2005-11-06 | 神丘 晨、の短篇
   1

 ペンションでの打合せは二時間ほどで終わったが、オーナーがランチを出すから、という誘いにずるずると食堂で時間を潰してしまった。屋根を叩く音で外を見ると、白い粒が地表で跳ねていた。
 オーナーの坂井は、驚きもせずに「今年は冬が早いな」と外を見た。染井千都子は、隣席の芹沢に「近くのホテルに泊まってしまいましょうよ」と小声で言った。
 千都子は、助手席に身体を沈めて小さくため息をついた。フロントガラスの中で、山の稜線が鮮明になってきた。
「そういえば、今日は大事な用事があると言っていなかったか?」
「誰が?」
「誰がって、貴方しかいないだろう。変だな、今日の君は」
 西に傾いた日差しが山の斜面を照らしていた。千都子は、娘の章子にいわれていた言葉を思い出していた。
「今度の日曜日に亮平君が来たいってー。何か、話があるらしいから、午前中は家に居てね」
 具体的には何も話さなかったが、結婚の相談で来るらしいことは千都子にも察しがついた。
「大丈夫よ。土曜日は、蔵王のペンションで改装の打合せがあるけれど、日曜は何も予定がないから。亮平さんにスーツ姿でいらっしゃいって言って置いて」
 千都子がそう言うと、章子は安心したように大きな声で笑っていた。
「食事は?」という芹沢の声に、千都子は頭を振った。ゆっくりと腕時計を見た。二時を過ぎていた。
 芹沢を山形駅まで送り、山形市郊外の家にたどり着いたのは三時半だった。章子の軽自動車が見えた。
 千都子は、少し下を向きながら玄関までの飛び石をなぞった。
 山茶花が咲いているのが眼に入った。今年は随分と早いな、と思いながらドアを開けた。章子が立っていた。
「何時だと思っているのよ!」
「ご免なさい、遅くなっちゃって」
「遅く? お母さん、こういうのは遅いというのじゃなくて、無責任というのよ! 母親のすることなの!」
 逃げるように居間に入る千都子の後姿を、章子の声が追いかけてきた。何を考えているのよ! という声が聞こえた。

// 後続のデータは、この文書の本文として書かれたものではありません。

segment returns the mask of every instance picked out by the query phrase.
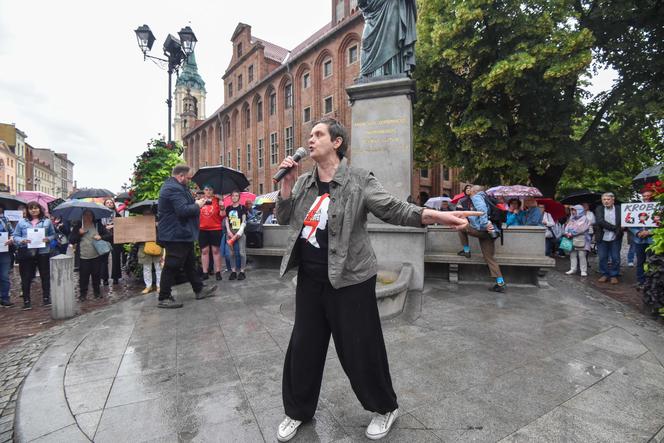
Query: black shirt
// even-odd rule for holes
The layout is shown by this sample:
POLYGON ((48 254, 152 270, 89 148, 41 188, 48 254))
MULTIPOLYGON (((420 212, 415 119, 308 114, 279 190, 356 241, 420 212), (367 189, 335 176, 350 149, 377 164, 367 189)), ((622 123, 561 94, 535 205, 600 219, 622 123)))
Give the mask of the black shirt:
POLYGON ((300 263, 311 278, 327 281, 327 211, 330 205, 330 183, 316 183, 318 197, 309 208, 300 232, 300 263))
POLYGON ((226 207, 228 226, 231 228, 233 234, 237 234, 237 231, 240 230, 243 215, 247 215, 247 208, 243 205, 238 205, 237 207, 233 207, 233 205, 231 205, 226 207))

「亮平に何て言えばいいのよ。せっかく一張羅のスーツを着て、神妙に待っていたのに、昼を過ぎても帰ってこない。亮平、呆れるように帰ったわ」
「だから、ご免ってー」
「また男の人と居たんでしょ!」
「えっ!」
 千都子は、章子の刺すような言葉に前を向けなかった。
「いつからなの! 米沢の人はとっくに別れたみたいだったけれど」
「私が誰と付き合おうと、何回付き合おうと、貴方には関係ないわ」
 千都子は、ソファーに身体を沈めると、居間の壁に向かって言った。フリードリッヒ展のポスターが貼られていた。以前付き合っていた男と一緒に、東京に見に行ったものだった。小さく描かれた人物が、暮れてゆく空を眺めていた。

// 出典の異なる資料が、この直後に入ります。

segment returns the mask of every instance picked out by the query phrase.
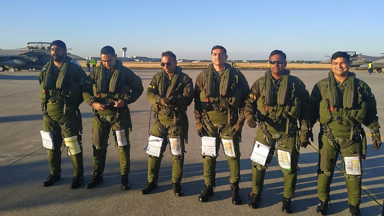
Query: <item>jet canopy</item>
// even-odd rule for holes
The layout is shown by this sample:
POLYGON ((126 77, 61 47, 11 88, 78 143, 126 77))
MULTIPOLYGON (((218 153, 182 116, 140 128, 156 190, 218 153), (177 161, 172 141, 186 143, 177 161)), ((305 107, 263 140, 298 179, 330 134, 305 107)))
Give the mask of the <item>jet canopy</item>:
POLYGON ((358 55, 356 54, 356 52, 345 52, 347 53, 351 58, 356 57, 358 55))
POLYGON ((48 51, 51 50, 51 43, 45 42, 30 42, 26 44, 30 50, 48 51))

「何それ? どういう理屈なの。私は何もお母さんに手枷足枷をつけるつもりで言うのじゃないわ。母親として、せめて大事な約束くらい守ってもよかったんじゃないかって、それだけよ」
 章子は、千都子の前に立ちはだかって言った。ポスターの景色に逃げたかった。
「貴方、大事な用事だなんて一言も言わなかったじゃない」
「そんな! 亮平が改めて来るってことは、結婚の申し込みに決まっているじゃない。お母さんだって、ちゃんとスーツでいらっしゃいって言っていたじゃない。だから、亮平も着慣れないスーツを着て半日も待っていたのに。そんな言い方ってないわ!」
 千都子は、自分の気持ちが落ち込んでゆくのが分かった。無理な話だった。自分の娘に、天地が替わっても通らないような屁理屈を言っていた。
 章子が呆れたように居間のドアを閉めたとき、建物を震わすような音に紛れて千都子は床にへたり込んだ。